Cumulative net absorption of office space is expected to cross 100 million sq ft by end of 2020 in the top eight Indian cities as the absorption is expected to grow at approximately at a CAGR of 8% over 2017.
A report by JLL India said office space market has been experiencing robust demand trends which will be fructified in the next 2 -3 years keeping the office leasing activities buoyant and in an upward movement.
Net absorption for 2018 is expected to be at 30.2 million sq ft to record a positive growth over 2017. Though the percentage increase will be moderate at about 5%, the next two years will see healthy increase in net absorption of Grade A office spaces at average of 10% year-on-year giving the office absorption market a stable momentum, JLL India said.
These eight property markets include Mumbai, Delhi-National Capital Region, Bangalore, Chennai, Hyderabad, Pune, Ahmedabad and Kolkata.
“The office space absorption growth is directly dependent and indicative of economic factors like the growth in GDP, access to institutional capital and stability in the market.”
It said India is on a steady rise on global charts as a business location. Demand is expected to come both from domestic as well as global companies in India. Our estimates of growth sectors impacting the office absorption for the next three years are IT/ITeS, e-Commerce and related businesses, BFSI and FinTech companies and business consulting and services firms,” said Ramesh Nair, CEO & Country Head, JLL India.

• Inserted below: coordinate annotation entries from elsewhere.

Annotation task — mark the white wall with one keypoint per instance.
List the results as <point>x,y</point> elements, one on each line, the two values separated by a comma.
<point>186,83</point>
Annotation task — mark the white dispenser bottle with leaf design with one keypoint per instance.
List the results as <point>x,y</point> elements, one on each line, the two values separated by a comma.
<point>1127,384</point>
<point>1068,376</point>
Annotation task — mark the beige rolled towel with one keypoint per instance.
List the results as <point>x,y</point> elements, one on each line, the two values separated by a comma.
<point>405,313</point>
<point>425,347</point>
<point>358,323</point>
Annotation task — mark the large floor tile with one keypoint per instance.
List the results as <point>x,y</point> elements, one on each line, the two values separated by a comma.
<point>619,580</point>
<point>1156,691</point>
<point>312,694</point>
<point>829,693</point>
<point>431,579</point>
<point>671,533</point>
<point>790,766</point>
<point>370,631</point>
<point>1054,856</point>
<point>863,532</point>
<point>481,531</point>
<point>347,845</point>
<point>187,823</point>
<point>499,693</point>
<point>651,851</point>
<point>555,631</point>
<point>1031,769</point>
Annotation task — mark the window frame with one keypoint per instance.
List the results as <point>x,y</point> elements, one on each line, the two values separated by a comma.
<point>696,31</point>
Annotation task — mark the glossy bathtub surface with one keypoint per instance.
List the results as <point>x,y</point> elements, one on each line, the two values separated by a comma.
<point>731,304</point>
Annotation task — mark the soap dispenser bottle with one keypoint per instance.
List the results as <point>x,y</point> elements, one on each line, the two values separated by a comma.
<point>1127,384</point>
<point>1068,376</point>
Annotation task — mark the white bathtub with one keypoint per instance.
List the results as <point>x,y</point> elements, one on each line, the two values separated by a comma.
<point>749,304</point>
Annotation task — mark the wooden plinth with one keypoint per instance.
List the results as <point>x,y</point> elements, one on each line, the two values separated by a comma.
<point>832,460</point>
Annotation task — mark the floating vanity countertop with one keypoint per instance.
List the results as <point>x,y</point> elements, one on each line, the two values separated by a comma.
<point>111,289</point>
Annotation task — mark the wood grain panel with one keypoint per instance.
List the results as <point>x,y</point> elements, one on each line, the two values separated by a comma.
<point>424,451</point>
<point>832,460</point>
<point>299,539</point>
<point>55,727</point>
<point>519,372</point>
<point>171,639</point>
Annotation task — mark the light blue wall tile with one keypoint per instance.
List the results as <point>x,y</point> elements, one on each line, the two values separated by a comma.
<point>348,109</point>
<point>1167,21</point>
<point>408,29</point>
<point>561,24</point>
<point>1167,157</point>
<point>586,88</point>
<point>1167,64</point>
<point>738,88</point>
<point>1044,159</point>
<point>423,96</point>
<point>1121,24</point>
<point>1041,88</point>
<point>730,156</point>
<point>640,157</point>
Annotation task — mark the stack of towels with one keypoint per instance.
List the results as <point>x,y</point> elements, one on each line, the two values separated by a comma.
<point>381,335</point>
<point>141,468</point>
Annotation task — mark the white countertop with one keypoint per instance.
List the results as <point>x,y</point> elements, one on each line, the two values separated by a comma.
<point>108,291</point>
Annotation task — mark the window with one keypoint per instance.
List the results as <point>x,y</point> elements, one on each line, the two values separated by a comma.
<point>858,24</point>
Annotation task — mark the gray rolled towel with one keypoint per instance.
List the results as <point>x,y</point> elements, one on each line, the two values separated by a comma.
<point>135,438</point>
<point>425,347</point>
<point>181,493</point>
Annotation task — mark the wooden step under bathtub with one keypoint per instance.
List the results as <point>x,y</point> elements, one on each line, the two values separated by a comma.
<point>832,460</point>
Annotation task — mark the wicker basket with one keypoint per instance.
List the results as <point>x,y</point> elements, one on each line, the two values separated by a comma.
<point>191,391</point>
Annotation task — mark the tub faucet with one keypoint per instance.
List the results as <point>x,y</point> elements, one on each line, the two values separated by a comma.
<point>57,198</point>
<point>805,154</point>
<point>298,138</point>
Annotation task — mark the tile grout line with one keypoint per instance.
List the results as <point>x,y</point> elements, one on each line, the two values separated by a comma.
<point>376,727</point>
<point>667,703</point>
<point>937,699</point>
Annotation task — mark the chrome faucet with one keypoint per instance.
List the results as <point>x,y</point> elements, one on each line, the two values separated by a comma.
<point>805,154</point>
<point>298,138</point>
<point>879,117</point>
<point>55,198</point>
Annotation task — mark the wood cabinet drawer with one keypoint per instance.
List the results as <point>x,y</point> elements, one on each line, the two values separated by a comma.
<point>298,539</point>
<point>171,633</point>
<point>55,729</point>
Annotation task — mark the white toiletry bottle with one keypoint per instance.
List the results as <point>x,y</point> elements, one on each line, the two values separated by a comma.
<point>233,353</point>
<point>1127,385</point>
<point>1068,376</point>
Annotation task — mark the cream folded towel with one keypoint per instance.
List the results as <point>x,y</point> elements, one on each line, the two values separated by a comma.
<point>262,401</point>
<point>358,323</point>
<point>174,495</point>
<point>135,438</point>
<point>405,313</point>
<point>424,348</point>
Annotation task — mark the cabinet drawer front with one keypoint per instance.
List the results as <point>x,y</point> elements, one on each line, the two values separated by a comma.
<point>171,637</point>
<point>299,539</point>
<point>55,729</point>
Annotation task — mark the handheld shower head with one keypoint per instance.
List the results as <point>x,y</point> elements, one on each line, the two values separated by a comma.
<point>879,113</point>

The estimated net absorption for office space in the various cities for 2018 would be strong with Bangalore expecting around 7-9 million sq ft of net absorption leading the volumes. Mumbai is estimated to see 6-7 million sq ft of net leasing activities in 2018. Chennai, Hyderabad and Pune will remain in the range of 4-5 million sq ft each in this year, while Kolkata could see anywhere between 1 -2 million sq ft of office space absorption in 2018.